I have not seen one that is designed to mesh with anything close to a cycloidal profile. I suspect that isn't warranted in the application. In that application it would (I suspect, also no expert) only matter that the gear ratio and mesh is consistent; it would not matter if there is a few arc-seconds of play in it.


----------



## FOMOGO (Feb 20, 2020)

It could be designed to run in an oil bath. Should run for a long time with little to no maintenance, with very high accuracy I would think. Mike


----------



## strantor (Feb 23, 2020)

FYI I'm working on a python script that spits out cycloidal rack profiles parametrically for CAD/CAM. Details here. I will post the code here when it's complete. Here's how it looks so far:


----------



## Winegrower (Feb 23, 2020)

Maybe add in a meshing tolerance variable and track the input/output transfer function...there could be funnies at singularity points like the bottom of the tooth.


----------



## strantor (Feb 23, 2020)

Winegrower said:


> Maybe add in a meshing tolerance variable and track the input/output transfer function...there could be funnies at singularity points like the bottom of the tooth.
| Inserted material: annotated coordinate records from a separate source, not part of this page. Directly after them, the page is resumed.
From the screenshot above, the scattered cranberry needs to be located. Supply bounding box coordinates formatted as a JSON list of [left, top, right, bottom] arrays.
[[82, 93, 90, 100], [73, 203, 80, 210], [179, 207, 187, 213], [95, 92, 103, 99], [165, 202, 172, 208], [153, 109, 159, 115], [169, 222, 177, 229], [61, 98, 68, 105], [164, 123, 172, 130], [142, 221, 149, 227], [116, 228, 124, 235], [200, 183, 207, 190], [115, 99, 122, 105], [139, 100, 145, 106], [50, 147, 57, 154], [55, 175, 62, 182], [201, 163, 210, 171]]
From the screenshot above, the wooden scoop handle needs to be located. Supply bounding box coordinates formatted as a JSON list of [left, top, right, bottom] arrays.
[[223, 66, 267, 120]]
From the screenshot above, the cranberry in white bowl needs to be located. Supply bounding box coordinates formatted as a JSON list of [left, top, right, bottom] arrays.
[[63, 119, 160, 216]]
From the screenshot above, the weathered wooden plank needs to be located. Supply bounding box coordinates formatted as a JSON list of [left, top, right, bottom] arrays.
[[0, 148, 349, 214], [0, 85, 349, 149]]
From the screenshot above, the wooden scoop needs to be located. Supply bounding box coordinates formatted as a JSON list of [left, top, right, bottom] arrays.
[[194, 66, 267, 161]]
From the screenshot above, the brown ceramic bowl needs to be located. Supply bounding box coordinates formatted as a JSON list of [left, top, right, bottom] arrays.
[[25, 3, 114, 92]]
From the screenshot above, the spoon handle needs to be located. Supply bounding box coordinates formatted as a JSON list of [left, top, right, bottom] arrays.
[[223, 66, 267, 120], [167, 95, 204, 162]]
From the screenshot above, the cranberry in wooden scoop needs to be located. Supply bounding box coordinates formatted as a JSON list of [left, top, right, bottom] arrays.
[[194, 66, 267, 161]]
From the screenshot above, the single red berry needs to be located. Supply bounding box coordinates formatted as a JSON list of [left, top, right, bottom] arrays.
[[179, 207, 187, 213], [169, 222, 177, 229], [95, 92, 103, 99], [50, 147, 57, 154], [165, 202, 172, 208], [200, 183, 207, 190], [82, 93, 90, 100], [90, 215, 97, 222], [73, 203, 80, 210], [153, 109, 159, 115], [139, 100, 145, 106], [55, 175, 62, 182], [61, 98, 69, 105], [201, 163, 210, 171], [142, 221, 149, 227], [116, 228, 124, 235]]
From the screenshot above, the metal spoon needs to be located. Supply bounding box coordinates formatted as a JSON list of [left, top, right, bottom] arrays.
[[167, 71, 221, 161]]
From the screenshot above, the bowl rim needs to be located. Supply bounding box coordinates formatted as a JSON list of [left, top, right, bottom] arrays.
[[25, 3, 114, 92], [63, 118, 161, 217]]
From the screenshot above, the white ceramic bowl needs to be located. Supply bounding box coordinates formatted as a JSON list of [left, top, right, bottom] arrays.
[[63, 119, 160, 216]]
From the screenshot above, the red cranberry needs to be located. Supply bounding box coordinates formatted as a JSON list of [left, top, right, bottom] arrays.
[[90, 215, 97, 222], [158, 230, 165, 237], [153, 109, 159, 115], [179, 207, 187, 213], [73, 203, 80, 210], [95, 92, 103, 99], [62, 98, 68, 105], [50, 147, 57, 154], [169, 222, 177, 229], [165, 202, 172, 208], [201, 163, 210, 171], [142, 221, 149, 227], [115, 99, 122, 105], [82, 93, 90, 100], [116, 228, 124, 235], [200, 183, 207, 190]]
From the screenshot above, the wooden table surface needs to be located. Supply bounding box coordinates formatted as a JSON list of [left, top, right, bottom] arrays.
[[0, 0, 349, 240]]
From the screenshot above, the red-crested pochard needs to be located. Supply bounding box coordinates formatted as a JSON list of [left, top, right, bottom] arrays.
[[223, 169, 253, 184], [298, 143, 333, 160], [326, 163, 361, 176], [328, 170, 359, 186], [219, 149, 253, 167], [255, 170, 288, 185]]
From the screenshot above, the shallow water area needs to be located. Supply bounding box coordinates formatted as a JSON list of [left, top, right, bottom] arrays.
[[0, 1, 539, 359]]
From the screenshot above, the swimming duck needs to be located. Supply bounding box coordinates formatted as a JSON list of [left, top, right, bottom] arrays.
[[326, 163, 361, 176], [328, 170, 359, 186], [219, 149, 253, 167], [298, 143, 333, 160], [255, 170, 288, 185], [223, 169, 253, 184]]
What would that look like? 
Could the same be achieved by specifying the roller diameter as .376 instead of .375? 
That would effectively trim 1/2 thou off of every dimension of the tooth profile. Or is there something specific that needs to happen at the crown and the root of the profile only?


----------



## stupoty (Feb 23, 2020)

Ave had A video on a zero backlash cycloydial gearbox thingy






Sort of seemed relevant


----------